第125話 理想と思想、信念と大義
「……」
美濃は動かなくなった薫の手を離すと、その手で彼女の瞼を下した。
第一世界境界点の圏内にあるフロプトの屋敷では、ほぼほぼ毎日と姿は目に入れていたが、まじまじと顔を見るのは久しぶりだった。
閉じられた瞳、散らばる黒髪、白い肌。呼吸の音がしない以外は、屋敷にいるのと何も変わらない。
身体を巡る感情に身を浸しながらも、美濃は折っていた膝を伸ばす。心を裂く悲しみは溢れているが、同じくらいに憎しみも燻ぶっていた。
しっかりとした足取りは研究所の建物へ踏み入る。
建物の中は瓦礫が散らばってはいるが、適当なりに整備されている様子が窺えた。天井に開いた穴や、崩れた壁から入り込む日光が光源で、暗がりの道をぼんやりと照らしている。
様々な施設を複合する研究所は、美濃に言わせれば無駄に広い。建物内部に入ったことのない美濃に分かるのは、メルトレイド格納庫のある方向くらいのもので、若桜が拠点にしていそうな部屋の心当たりなど一切なかった。

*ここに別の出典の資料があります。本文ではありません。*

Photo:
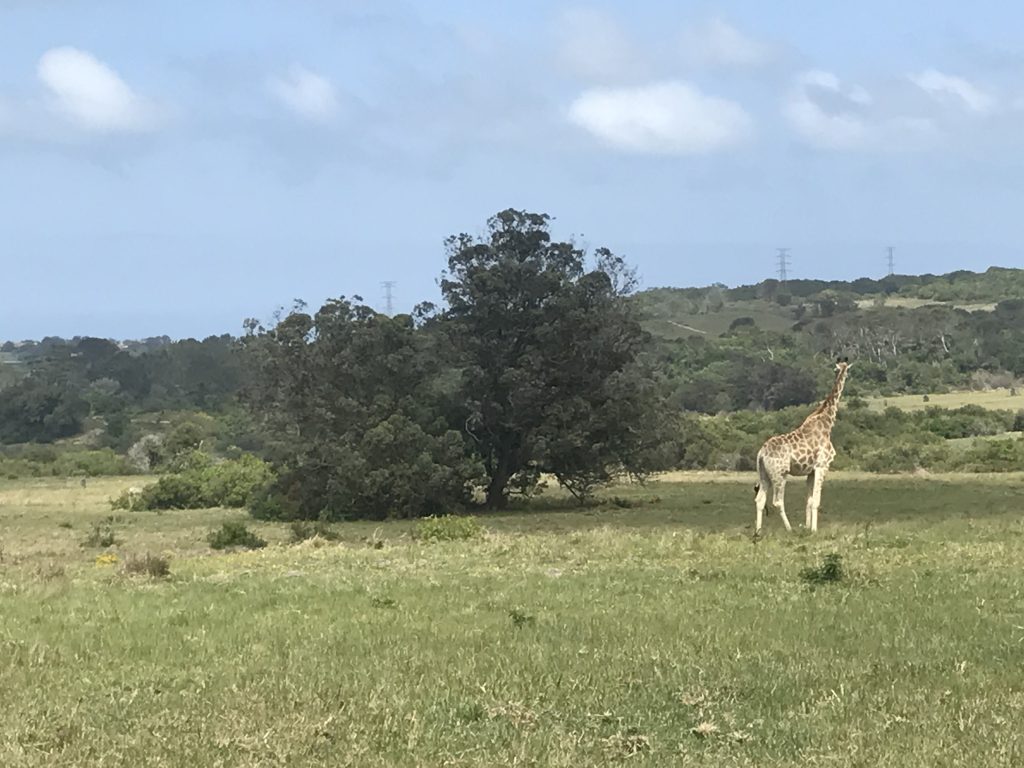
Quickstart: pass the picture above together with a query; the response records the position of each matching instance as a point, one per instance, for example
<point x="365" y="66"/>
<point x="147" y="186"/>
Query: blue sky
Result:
<point x="177" y="167"/>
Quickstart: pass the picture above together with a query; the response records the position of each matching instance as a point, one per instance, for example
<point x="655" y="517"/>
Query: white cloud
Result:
<point x="90" y="94"/>
<point x="667" y="118"/>
<point x="306" y="93"/>
<point x="717" y="43"/>
<point x="945" y="87"/>
<point x="842" y="127"/>
<point x="828" y="115"/>
<point x="593" y="45"/>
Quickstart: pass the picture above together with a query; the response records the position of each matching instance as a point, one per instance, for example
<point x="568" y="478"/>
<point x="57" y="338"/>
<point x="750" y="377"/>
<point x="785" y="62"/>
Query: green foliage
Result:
<point x="546" y="345"/>
<point x="201" y="483"/>
<point x="449" y="528"/>
<point x="993" y="456"/>
<point x="305" y="529"/>
<point x="357" y="404"/>
<point x="828" y="571"/>
<point x="235" y="534"/>
<point x="155" y="566"/>
<point x="100" y="536"/>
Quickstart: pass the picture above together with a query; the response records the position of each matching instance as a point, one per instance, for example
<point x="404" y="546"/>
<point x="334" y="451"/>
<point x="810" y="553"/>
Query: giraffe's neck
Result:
<point x="829" y="404"/>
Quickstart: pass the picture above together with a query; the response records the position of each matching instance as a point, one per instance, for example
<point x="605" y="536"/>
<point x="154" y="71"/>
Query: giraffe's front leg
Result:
<point x="809" y="508"/>
<point x="819" y="478"/>
<point x="778" y="501"/>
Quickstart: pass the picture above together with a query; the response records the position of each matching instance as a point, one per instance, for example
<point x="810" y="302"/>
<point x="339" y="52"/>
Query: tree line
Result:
<point x="541" y="361"/>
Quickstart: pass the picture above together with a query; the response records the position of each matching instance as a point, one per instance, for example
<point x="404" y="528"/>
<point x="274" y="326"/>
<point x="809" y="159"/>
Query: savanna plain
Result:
<point x="648" y="630"/>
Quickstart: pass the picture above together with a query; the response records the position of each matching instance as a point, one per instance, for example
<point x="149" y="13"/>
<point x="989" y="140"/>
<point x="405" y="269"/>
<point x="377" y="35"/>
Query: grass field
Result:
<point x="650" y="631"/>
<point x="907" y="302"/>
<point x="996" y="399"/>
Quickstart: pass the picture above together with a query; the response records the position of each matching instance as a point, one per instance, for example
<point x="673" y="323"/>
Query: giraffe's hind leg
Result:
<point x="778" y="501"/>
<point x="760" y="500"/>
<point x="819" y="479"/>
<point x="809" y="512"/>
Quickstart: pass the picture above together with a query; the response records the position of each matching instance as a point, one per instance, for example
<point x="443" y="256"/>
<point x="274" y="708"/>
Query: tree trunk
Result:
<point x="497" y="496"/>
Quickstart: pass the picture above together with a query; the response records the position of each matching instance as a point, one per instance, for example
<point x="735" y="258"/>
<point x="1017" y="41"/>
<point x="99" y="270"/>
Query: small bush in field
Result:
<point x="829" y="571"/>
<point x="305" y="529"/>
<point x="148" y="564"/>
<point x="200" y="482"/>
<point x="99" y="537"/>
<point x="449" y="528"/>
<point x="235" y="534"/>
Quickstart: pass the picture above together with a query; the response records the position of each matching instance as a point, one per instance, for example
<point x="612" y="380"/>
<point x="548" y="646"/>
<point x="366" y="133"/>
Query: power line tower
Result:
<point x="388" y="297"/>
<point x="783" y="263"/>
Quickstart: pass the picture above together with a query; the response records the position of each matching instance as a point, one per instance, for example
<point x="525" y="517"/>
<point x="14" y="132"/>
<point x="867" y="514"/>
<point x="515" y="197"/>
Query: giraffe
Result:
<point x="807" y="451"/>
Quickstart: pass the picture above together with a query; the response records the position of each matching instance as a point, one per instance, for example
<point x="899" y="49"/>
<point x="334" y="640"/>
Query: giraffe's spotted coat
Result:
<point x="806" y="452"/>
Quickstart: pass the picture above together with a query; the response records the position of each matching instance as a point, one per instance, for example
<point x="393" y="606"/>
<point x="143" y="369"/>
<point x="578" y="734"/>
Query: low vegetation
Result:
<point x="655" y="633"/>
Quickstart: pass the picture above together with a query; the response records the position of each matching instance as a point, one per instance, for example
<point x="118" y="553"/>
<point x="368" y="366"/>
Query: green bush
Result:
<point x="100" y="536"/>
<point x="175" y="492"/>
<point x="449" y="528"/>
<point x="202" y="483"/>
<point x="148" y="564"/>
<point x="230" y="483"/>
<point x="828" y="571"/>
<point x="993" y="456"/>
<point x="235" y="534"/>
<point x="305" y="529"/>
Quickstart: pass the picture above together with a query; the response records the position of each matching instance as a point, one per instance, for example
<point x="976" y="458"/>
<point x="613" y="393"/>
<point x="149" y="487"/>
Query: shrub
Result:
<point x="174" y="492"/>
<point x="148" y="564"/>
<point x="235" y="534"/>
<point x="202" y="483"/>
<point x="230" y="483"/>
<point x="449" y="528"/>
<point x="100" y="536"/>
<point x="828" y="571"/>
<point x="305" y="529"/>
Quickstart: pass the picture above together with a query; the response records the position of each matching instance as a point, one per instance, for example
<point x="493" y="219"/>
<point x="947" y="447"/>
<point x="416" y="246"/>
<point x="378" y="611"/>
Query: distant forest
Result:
<point x="730" y="365"/>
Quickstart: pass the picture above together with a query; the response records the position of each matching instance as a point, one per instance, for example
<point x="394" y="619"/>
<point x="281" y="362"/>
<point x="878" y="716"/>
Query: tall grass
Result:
<point x="653" y="635"/>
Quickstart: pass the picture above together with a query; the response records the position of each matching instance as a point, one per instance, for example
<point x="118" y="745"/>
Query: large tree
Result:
<point x="548" y="346"/>
<point x="353" y="403"/>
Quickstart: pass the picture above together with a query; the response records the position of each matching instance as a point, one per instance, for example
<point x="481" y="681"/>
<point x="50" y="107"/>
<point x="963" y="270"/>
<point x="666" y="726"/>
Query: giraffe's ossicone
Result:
<point x="806" y="452"/>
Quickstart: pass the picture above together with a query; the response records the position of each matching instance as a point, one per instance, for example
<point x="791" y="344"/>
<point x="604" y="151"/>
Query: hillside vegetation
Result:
<point x="648" y="631"/>
<point x="544" y="360"/>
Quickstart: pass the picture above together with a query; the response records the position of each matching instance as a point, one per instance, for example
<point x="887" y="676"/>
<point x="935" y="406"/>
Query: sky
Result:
<point x="176" y="167"/>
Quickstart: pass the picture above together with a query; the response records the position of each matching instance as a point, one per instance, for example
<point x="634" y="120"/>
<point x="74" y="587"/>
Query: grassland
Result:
<point x="908" y="302"/>
<point x="647" y="631"/>
<point x="996" y="399"/>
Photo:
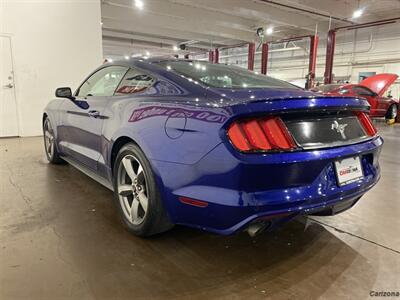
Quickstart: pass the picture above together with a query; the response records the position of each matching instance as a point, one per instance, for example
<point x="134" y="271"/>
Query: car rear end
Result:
<point x="279" y="158"/>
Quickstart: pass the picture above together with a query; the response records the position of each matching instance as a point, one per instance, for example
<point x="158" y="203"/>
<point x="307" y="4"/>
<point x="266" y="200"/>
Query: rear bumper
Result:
<point x="242" y="188"/>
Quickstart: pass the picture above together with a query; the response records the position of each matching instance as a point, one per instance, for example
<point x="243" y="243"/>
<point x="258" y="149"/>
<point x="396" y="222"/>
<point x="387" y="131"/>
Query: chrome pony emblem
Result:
<point x="339" y="128"/>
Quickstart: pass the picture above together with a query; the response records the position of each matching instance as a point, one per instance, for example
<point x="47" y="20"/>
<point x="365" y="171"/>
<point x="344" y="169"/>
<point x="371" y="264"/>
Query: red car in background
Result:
<point x="373" y="89"/>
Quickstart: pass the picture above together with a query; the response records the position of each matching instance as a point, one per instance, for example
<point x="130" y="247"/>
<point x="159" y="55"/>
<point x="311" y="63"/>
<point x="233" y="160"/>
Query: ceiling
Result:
<point x="160" y="25"/>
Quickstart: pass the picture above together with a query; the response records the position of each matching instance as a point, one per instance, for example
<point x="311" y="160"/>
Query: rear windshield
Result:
<point x="224" y="76"/>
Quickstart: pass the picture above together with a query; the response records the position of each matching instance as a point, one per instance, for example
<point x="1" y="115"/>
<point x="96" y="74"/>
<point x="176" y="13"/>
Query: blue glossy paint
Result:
<point x="181" y="127"/>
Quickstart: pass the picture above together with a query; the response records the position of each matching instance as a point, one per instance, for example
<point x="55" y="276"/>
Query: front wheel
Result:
<point x="136" y="193"/>
<point x="50" y="143"/>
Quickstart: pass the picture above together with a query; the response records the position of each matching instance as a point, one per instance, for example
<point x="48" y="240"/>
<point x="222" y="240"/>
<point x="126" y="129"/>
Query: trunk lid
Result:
<point x="314" y="121"/>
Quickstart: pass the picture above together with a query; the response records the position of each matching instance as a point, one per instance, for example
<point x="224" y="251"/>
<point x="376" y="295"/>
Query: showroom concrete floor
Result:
<point x="60" y="237"/>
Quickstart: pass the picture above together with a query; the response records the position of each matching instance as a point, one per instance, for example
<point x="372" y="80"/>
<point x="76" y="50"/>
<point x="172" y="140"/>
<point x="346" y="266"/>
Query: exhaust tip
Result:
<point x="256" y="228"/>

迷子必至であるが、美濃の頭にはそんなネガティブな発想はない。正しくは、そんなことを思い浮かべる心の隙間がなかった。
「……」
足早なブーツの足音は反響して廊下の長さを教える。美濃は思案に足を止めることはなく、詳細を知らない研究所を突き進んだ。
続く廊下の先、淡い灯りが美濃の視界に入る。引き寄せられるように光に近づいていく。明かりが大きくなるにつれて、その先に広がる景色も見え始めた。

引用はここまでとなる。